Malala Yousafzai says goodbye to nurses as she leaves Queen Elizabeth Hospital… (Queen Elizabeth Hospital…)

LONDON -- Malala Yousufzai, the Pakistani teen who was shot by the Taliban after campaigning for the rights of women and girls for an education, will undergo her final cranial surgery in a few days, her British doctors told reporters Wednesday.

The medical director of Birmingham's Queen Elizabeth hospital, where Malala has been treated since mid-October, outlined in a televised news conference the complex cranial reconstruction procedure.

Malala, 15, gained online fame through the blog she began as an 11-year-old schoolgirl about attending school in an area of Pakistan's Swat Valley under strict Taliban rule, which bans girls from receiving a secondary education.

The blog was transmitted via the BBC and she quickly received wide attention and status as a young campaigner for girls’ rights. In October, Taliban gunmen boarded her school bus and shot her at point-blank range.
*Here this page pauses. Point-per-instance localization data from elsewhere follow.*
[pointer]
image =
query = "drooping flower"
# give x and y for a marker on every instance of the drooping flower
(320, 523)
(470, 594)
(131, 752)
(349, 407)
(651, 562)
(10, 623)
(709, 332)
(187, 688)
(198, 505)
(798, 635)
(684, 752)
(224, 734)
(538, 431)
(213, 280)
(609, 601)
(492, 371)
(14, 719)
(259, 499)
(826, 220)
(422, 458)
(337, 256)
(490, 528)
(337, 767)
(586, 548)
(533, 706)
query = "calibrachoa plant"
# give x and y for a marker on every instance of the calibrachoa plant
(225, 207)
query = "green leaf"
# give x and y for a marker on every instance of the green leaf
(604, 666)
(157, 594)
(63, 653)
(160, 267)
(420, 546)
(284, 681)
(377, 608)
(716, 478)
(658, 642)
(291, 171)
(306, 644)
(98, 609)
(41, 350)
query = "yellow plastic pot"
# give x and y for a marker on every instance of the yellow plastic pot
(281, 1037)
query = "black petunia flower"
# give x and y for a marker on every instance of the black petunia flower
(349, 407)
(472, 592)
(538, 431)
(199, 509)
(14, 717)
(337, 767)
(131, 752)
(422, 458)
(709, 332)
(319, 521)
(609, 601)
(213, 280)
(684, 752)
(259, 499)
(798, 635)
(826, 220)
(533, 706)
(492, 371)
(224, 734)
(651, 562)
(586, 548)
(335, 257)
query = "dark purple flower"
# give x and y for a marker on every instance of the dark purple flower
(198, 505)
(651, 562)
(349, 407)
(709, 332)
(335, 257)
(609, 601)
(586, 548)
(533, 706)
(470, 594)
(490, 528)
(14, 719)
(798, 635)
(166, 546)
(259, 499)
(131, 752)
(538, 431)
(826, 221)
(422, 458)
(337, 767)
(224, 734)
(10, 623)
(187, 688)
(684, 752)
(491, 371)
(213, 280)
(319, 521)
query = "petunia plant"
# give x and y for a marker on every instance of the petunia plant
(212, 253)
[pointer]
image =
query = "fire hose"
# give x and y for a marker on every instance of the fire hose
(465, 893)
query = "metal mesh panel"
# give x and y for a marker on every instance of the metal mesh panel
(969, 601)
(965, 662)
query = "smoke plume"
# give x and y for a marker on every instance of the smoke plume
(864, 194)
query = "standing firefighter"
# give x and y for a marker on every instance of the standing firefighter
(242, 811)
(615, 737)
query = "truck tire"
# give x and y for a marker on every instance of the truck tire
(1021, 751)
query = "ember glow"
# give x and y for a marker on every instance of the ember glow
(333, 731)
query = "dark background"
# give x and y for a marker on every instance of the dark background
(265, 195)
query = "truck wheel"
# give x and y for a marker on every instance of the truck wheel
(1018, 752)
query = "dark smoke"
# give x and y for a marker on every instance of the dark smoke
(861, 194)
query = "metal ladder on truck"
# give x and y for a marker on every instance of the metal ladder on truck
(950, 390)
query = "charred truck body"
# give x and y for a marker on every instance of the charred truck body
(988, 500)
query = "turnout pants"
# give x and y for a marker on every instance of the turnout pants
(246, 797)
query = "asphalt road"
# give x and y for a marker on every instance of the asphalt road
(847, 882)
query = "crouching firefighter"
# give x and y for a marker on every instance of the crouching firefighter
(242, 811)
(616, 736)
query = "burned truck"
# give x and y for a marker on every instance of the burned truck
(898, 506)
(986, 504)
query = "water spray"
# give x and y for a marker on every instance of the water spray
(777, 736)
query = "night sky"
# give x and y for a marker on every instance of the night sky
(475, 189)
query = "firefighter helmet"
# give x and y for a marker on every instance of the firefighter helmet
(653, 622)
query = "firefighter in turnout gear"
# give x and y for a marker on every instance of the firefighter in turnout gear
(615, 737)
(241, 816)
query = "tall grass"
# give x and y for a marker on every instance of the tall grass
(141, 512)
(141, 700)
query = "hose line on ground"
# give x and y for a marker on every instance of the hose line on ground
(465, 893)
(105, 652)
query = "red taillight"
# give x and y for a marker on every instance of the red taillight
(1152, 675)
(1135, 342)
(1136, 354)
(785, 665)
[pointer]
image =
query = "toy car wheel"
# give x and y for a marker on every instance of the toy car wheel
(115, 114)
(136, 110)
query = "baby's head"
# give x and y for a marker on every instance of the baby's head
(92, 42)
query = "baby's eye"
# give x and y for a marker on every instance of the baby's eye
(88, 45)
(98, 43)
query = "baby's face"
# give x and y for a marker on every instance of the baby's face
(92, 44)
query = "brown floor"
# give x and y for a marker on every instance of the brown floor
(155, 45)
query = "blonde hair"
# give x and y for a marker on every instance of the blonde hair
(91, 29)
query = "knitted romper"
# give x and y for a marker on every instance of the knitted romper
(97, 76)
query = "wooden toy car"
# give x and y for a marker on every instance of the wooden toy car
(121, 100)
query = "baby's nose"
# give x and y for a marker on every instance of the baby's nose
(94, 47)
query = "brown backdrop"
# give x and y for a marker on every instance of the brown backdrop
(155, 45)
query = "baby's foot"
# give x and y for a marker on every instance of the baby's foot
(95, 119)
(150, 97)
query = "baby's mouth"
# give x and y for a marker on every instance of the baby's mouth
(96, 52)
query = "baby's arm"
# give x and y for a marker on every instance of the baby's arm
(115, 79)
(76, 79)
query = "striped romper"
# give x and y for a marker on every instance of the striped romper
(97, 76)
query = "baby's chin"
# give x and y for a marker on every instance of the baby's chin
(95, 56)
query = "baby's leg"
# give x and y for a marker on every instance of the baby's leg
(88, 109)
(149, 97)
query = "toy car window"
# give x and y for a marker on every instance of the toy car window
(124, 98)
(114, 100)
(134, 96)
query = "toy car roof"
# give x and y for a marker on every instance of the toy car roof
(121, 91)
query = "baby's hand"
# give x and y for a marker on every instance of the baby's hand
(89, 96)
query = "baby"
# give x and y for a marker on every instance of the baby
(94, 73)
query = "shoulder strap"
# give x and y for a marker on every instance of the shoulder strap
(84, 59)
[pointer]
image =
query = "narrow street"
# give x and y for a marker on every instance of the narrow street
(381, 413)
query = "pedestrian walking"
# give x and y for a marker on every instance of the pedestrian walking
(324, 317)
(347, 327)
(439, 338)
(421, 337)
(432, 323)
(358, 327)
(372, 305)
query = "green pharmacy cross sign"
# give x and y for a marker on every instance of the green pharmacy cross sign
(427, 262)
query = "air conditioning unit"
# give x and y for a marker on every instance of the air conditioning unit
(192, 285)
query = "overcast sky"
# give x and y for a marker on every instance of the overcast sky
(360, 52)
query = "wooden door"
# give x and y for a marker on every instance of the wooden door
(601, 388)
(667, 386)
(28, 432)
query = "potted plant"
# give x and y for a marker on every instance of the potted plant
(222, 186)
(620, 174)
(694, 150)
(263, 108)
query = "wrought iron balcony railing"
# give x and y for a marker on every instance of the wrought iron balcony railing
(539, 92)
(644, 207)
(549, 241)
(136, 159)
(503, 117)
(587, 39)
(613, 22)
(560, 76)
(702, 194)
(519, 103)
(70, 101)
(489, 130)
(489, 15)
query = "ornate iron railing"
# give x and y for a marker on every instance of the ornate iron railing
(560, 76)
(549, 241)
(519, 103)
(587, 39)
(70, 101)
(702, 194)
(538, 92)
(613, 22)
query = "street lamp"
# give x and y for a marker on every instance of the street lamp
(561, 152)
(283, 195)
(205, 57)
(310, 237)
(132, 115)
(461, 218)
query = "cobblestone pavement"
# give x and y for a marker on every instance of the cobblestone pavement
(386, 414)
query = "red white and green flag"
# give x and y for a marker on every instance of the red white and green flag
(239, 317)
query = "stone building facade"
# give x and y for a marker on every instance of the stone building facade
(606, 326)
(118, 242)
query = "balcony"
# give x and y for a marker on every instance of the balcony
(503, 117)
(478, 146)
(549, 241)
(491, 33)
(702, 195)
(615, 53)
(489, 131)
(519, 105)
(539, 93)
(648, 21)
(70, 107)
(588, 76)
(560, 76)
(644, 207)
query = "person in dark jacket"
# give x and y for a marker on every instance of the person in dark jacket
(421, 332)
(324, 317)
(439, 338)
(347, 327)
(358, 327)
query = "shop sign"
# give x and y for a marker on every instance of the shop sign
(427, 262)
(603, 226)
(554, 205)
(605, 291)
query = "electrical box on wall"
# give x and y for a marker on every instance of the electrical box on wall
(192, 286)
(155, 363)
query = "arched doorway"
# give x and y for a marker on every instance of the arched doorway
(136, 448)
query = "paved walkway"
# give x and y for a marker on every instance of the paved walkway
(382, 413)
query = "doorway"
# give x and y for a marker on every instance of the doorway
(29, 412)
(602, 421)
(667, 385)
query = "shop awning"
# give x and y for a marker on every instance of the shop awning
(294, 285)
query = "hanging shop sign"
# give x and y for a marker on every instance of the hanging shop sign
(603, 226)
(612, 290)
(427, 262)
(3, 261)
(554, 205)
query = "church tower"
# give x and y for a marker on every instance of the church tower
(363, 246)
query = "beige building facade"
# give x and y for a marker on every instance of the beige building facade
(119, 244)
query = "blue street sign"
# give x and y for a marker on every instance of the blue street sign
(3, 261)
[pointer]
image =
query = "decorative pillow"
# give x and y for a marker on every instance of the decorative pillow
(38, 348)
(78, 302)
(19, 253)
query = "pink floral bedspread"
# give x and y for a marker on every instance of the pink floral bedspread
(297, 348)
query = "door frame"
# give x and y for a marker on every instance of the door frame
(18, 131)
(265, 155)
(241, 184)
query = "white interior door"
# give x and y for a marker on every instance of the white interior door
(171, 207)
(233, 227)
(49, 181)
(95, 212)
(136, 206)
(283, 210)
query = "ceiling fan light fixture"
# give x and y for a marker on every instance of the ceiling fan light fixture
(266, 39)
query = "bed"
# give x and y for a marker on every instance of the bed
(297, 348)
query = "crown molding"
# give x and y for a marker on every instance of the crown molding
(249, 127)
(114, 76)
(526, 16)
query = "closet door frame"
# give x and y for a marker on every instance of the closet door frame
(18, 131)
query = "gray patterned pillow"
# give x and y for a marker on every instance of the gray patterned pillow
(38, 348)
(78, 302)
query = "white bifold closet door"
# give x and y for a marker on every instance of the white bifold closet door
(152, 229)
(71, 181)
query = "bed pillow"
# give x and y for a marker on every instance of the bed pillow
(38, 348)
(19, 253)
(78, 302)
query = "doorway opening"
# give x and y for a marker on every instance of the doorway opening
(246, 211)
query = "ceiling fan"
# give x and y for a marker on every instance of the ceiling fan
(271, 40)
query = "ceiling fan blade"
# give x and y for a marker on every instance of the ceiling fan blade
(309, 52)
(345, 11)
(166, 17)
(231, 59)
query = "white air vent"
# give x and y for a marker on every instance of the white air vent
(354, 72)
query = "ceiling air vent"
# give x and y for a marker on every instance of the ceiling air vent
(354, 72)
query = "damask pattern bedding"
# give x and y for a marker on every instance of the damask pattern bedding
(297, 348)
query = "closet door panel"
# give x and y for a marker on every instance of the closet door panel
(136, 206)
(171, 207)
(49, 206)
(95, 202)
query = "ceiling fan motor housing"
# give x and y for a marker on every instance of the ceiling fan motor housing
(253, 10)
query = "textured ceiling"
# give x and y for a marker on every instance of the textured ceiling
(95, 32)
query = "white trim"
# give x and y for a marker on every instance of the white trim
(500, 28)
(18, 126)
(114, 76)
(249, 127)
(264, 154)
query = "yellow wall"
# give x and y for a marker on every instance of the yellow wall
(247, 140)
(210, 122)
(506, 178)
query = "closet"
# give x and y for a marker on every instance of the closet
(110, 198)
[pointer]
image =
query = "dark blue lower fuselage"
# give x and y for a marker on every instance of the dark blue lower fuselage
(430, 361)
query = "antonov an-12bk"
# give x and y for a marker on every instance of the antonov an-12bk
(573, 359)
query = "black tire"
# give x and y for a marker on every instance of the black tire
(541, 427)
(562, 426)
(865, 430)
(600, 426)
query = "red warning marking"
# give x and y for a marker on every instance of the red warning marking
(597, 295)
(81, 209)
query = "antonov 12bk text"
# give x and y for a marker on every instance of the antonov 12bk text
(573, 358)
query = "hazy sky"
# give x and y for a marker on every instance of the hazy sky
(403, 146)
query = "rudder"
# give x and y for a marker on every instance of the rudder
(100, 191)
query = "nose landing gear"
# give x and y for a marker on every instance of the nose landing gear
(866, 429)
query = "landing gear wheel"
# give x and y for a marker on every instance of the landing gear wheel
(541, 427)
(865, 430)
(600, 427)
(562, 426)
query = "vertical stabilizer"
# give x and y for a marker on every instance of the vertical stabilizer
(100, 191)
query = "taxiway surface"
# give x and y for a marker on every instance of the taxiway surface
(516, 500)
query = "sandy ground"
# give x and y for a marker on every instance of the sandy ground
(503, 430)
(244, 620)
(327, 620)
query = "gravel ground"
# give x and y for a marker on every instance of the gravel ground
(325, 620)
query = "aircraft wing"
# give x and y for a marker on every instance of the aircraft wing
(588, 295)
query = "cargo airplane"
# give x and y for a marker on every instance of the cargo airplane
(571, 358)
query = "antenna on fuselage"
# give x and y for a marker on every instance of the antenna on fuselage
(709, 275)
After emergency treatment in Pakistan, she was flown to Queen Elizabeth, which specializes in treating military casualties. She was discharged Jan. 3 and is due for what doctors hope will be her last cranial reconstruction procedure.

David Rosser, the medical director, said that within the next 10 days she will undergo cranial reconstruction to repair the left side of her skull, which was shattered by a bullet. She had previously undergone surgery as an outpatient “to repair the left facial nerve, which was damaged by the course of the bullet,” he said.

In a coming procedure she will receive a cochlear implant, Rosser said, noting: "The passage of the bullet destroyed both her eardrum and the middle ear and the tiny bones within the middle ear.” 

Malala is currently deaf in her left ear but should recover her hearing after complex implant surgery.

Rosser paid tribute to the emergency treatment performed by the Pakistani hospital as well as to the teenager herself for her determination.

“Her recovery is remarkable and it’s undoubtedly a testament ... to her resilience and her strength," he said. "There’s also no doubt that the surgery performed in Pakistan was lifesaving. Had that first operation not been to such a high standard she wouldn’t have survived.”

There should be no long-term damage such as the kind often resulting from head injuries, he said.

"She’s not naïve at all about what happened to her," he said, but Malala is "incredibly determined to speak for her cause.” 

Tributes have poured into a hospital website opened for goodwill messages from well-wishers and supporters, many asking for her candidacy for the next Nobel Peace Prize. 

Since her recovery in the Birmingham hospital, she has been joined by her immediate family. Her father, Ziaududdin Yousufzai,  has been appointed education attaché at the Pakistani consulate  in Birmingham.